Unknown source ramps up ozone-destroying CFC production
He calls it "rogue production", adding that if it continues "the recovery of the ozone layer would be threatened". But if the problem is allowed to persist, it could jeopardize ozone layer recovery and worsen climate change.

The United States' decision has drawn criticism from European countries that were also part of the agreement, which was negotiated by then-Secretary of State John Kerry. So far China, France, Russia, Britain, Germany and Iran remain in the deal; Morgherini claims she has received assurances from the Iranian government that it intends to uphold the deal. Instead, Washington today finds itself in a high-risk, high-reward game of sanctions enforcement-not against its chief Middle Eastern adversary, but rather, against its major global partner. He followed through with a reimposition of sanctions on foreign companies that continue to do business with Iran, giving them either a 90-day or 180-day grace period to terminate their existing contracts, otherwise to face punitive measures by the United States government.

The two other parties to the Iran deal are Russian Federation and China which, like France, Britain, and the USA, are permanent members of the United Nations Security Council. The commission is expected to unveil them to European Union leaders at a summit in Sofia, Bulgaria, on Wednesday.

Before arriving in Brussels, Johnson told Britain's parliament that regime change in Iran was not a policy Britain should pursue.

At the same time, the European diplomats wanted to show they weren't gullible and wouldn't drop other divisive issues with Tehran, including its role in the Syria conflict.

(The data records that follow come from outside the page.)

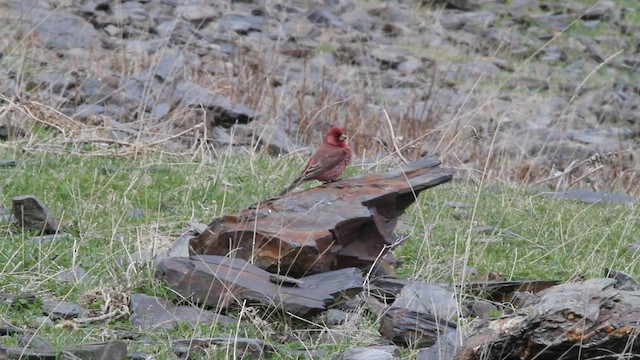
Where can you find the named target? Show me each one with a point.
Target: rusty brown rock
(219, 282)
(347, 223)
(583, 320)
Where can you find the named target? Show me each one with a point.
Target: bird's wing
(325, 158)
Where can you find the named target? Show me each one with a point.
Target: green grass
(536, 238)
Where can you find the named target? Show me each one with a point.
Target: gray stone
(180, 247)
(241, 23)
(74, 275)
(244, 347)
(110, 350)
(31, 213)
(62, 310)
(170, 65)
(427, 298)
(336, 317)
(592, 197)
(378, 352)
(150, 313)
(468, 21)
(195, 12)
(62, 30)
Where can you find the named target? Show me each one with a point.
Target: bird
(327, 162)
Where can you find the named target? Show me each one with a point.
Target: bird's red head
(335, 136)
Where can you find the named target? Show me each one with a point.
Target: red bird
(329, 160)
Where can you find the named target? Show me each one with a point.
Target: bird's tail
(293, 185)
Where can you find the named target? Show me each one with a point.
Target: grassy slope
(537, 238)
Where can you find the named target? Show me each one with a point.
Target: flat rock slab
(379, 352)
(347, 223)
(414, 329)
(583, 320)
(428, 298)
(110, 350)
(31, 213)
(219, 282)
(150, 312)
(62, 310)
(244, 348)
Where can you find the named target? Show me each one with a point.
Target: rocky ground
(523, 90)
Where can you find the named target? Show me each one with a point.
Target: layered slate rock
(347, 223)
(220, 282)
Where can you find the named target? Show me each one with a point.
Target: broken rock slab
(428, 298)
(244, 348)
(151, 312)
(219, 282)
(415, 329)
(590, 319)
(379, 352)
(110, 350)
(347, 223)
(62, 310)
(31, 213)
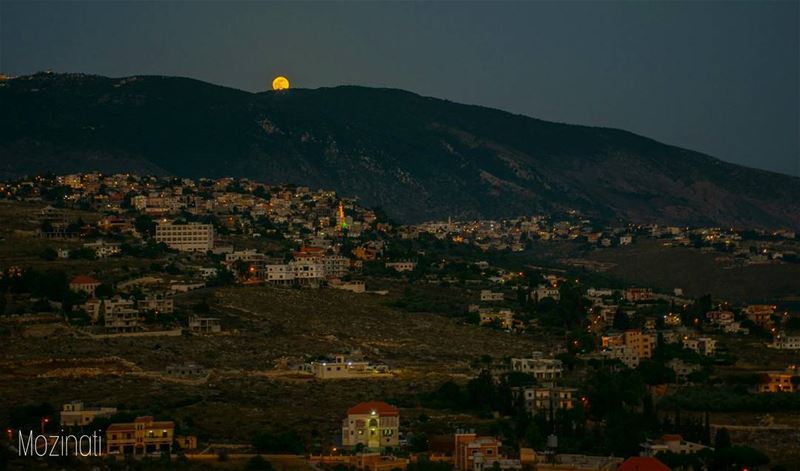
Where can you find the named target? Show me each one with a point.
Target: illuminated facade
(372, 424)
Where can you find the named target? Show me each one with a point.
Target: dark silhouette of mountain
(419, 158)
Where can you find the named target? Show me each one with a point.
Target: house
(143, 436)
(545, 291)
(670, 444)
(779, 381)
(546, 398)
(373, 424)
(642, 463)
(402, 266)
(120, 314)
(191, 237)
(478, 453)
(76, 414)
(204, 325)
(84, 284)
(186, 370)
(159, 303)
(629, 346)
(340, 366)
(635, 295)
(702, 345)
(760, 314)
(682, 369)
(539, 367)
(503, 317)
(785, 342)
(488, 295)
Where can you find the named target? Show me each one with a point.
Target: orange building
(470, 447)
(142, 436)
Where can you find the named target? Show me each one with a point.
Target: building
(702, 345)
(204, 325)
(478, 453)
(785, 342)
(779, 381)
(488, 295)
(544, 399)
(642, 463)
(84, 284)
(75, 414)
(503, 317)
(159, 303)
(340, 366)
(545, 291)
(760, 314)
(142, 436)
(372, 424)
(635, 295)
(402, 266)
(629, 347)
(670, 444)
(120, 314)
(191, 237)
(539, 367)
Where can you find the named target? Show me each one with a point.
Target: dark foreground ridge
(419, 158)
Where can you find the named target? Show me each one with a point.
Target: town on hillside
(236, 324)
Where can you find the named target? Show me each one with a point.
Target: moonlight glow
(280, 83)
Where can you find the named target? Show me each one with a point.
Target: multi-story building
(488, 295)
(785, 342)
(155, 302)
(538, 366)
(779, 381)
(478, 453)
(641, 343)
(142, 436)
(402, 266)
(372, 424)
(76, 414)
(670, 444)
(702, 345)
(84, 284)
(204, 325)
(543, 399)
(191, 237)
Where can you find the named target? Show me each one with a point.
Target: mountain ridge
(418, 157)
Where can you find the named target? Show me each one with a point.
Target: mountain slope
(420, 158)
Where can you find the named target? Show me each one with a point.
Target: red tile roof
(380, 408)
(642, 463)
(83, 280)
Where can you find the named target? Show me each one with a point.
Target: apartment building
(544, 399)
(141, 437)
(373, 424)
(191, 237)
(76, 414)
(539, 367)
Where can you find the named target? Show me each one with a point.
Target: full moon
(280, 83)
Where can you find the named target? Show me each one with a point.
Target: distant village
(239, 232)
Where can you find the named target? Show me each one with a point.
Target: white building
(192, 237)
(75, 414)
(538, 366)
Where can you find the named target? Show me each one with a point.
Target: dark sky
(715, 76)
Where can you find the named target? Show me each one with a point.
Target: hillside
(419, 158)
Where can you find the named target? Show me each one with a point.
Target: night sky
(718, 77)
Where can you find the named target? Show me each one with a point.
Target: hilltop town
(215, 321)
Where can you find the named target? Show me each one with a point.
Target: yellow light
(280, 83)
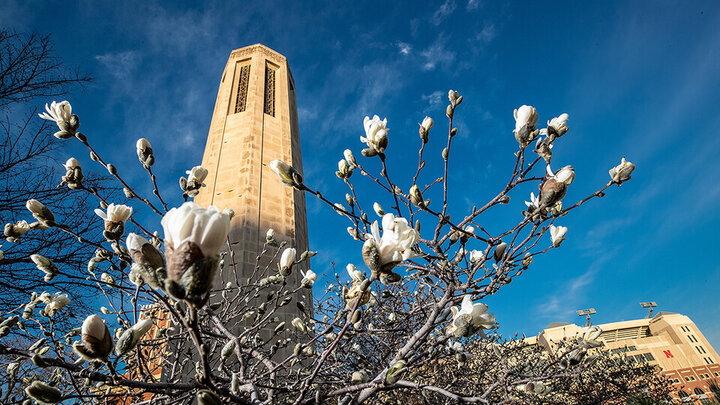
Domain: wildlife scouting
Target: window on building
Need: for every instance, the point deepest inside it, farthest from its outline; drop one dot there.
(269, 91)
(243, 81)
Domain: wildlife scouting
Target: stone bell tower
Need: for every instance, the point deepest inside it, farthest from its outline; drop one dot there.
(255, 121)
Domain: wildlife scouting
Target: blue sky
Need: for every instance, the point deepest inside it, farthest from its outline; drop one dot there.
(639, 79)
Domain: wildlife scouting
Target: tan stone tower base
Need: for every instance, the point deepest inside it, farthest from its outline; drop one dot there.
(255, 121)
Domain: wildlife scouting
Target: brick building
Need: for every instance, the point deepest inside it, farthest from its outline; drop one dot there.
(669, 340)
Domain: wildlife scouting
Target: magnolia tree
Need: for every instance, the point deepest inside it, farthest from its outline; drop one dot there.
(410, 323)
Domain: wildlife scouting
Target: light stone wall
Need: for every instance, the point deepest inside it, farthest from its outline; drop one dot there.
(239, 148)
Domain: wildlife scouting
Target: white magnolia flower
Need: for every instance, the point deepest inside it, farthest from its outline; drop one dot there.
(344, 169)
(460, 254)
(288, 258)
(350, 158)
(470, 317)
(565, 175)
(375, 134)
(378, 209)
(20, 228)
(115, 213)
(557, 234)
(309, 277)
(396, 241)
(58, 112)
(287, 174)
(622, 172)
(476, 256)
(144, 152)
(206, 228)
(454, 98)
(193, 239)
(197, 174)
(355, 275)
(426, 124)
(299, 324)
(131, 337)
(558, 125)
(534, 202)
(39, 211)
(54, 302)
(525, 119)
(96, 339)
(71, 163)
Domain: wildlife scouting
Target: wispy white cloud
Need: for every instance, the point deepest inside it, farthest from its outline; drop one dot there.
(120, 65)
(434, 100)
(445, 10)
(473, 5)
(437, 54)
(487, 34)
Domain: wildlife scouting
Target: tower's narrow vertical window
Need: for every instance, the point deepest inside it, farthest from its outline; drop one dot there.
(269, 91)
(243, 80)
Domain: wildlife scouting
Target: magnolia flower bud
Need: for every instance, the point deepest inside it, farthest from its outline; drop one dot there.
(287, 260)
(565, 175)
(45, 265)
(106, 278)
(350, 158)
(554, 188)
(557, 126)
(425, 129)
(114, 219)
(299, 325)
(194, 182)
(557, 234)
(130, 338)
(13, 231)
(73, 174)
(622, 172)
(193, 239)
(525, 119)
(375, 136)
(359, 377)
(270, 235)
(149, 262)
(96, 340)
(44, 393)
(544, 149)
(378, 209)
(355, 275)
(455, 98)
(308, 279)
(145, 153)
(40, 212)
(416, 197)
(288, 175)
(54, 302)
(61, 114)
(499, 251)
(344, 169)
(206, 397)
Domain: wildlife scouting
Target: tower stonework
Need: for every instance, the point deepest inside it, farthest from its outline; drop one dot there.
(255, 122)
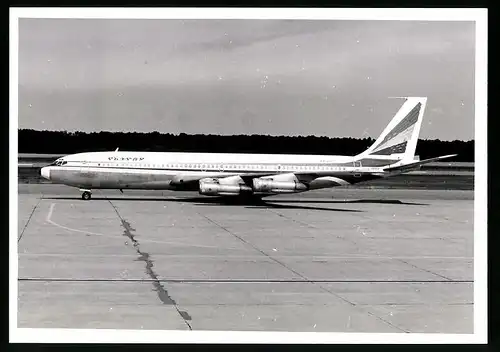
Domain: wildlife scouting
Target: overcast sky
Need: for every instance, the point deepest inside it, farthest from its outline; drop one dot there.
(324, 78)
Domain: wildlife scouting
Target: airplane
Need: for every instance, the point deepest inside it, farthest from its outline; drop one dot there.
(257, 175)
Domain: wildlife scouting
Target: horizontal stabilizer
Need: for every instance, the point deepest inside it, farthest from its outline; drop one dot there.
(410, 166)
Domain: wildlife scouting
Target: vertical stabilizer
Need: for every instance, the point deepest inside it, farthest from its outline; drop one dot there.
(399, 139)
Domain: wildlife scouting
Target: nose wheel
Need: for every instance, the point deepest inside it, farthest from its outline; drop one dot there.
(86, 195)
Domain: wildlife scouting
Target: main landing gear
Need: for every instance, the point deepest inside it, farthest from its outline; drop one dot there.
(86, 195)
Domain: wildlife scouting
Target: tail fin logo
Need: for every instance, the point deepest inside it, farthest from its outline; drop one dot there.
(396, 141)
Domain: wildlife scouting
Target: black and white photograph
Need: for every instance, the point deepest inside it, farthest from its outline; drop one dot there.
(213, 171)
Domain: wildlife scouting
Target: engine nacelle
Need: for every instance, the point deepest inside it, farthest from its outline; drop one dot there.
(264, 185)
(212, 187)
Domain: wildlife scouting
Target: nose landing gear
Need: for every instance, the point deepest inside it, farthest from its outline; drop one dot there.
(86, 195)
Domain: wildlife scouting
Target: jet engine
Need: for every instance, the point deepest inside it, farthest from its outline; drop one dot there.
(269, 185)
(214, 187)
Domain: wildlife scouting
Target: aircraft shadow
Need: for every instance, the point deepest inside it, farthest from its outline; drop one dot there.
(357, 201)
(255, 203)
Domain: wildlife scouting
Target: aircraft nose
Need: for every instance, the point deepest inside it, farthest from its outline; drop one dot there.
(45, 172)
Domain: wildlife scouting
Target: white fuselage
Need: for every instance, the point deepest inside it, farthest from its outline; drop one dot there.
(180, 171)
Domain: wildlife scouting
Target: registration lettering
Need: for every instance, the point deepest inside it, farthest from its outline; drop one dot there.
(114, 158)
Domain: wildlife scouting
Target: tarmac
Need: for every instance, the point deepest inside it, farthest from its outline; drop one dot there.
(335, 260)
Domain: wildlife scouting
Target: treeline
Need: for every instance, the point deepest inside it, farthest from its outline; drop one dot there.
(62, 142)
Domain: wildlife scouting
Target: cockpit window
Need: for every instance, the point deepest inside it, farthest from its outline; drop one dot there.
(59, 163)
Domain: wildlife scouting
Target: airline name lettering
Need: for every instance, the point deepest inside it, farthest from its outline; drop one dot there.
(124, 159)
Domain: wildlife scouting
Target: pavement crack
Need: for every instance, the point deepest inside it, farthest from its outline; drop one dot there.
(419, 268)
(146, 258)
(302, 276)
(29, 219)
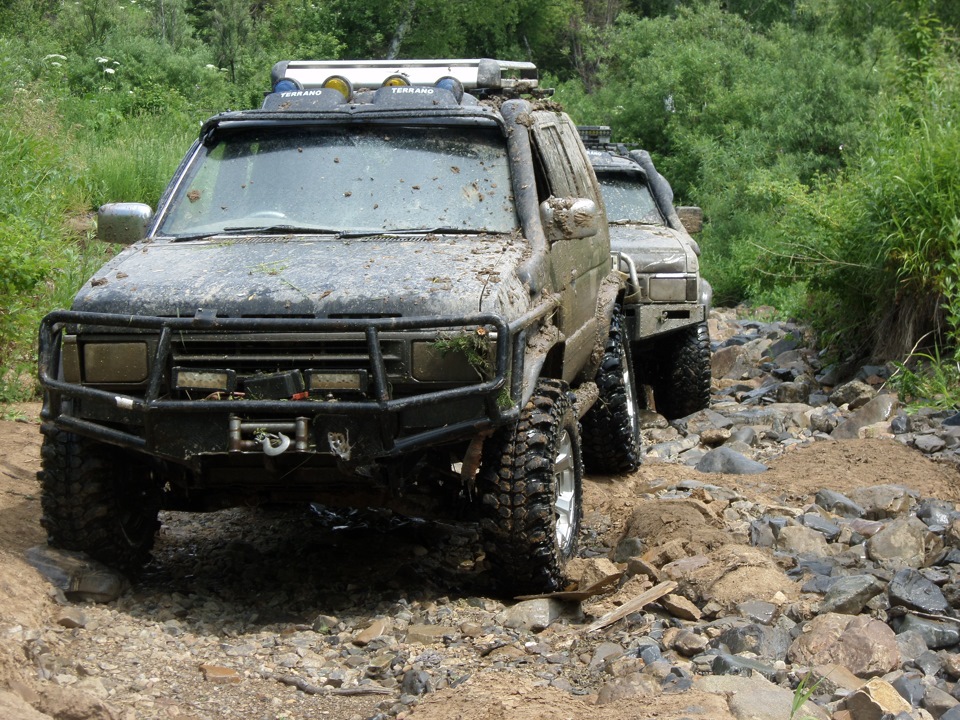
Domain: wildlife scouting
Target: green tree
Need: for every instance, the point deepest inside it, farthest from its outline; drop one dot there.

According to reports, including AP's, Europe was ready to play ball with Trump on increasing pressure on Iran to curb its missile program and to loosen restrictions on inspections of nuclear facilities. If it falls apart, he could become politically vulnerable for promoting the accord.

The U.S. Treasury announced on Tuesday more sanctions on officials of the Iranian central bank, including Governor Valiollah Seif, for allegedly moving millions of dollars on behalf of the country's Revolutionary Guards Corps to Lebanon's Shi'ite Hezbollah group. Still, surely by now the Europeans understand that Trump doesn't respond to "negotiations" or "complaints". "Those are the kinds of things that if we get what it is the president has demanded, the complete, verifiable, irreversible denuclearization of North Korea that the American people will offer in spades".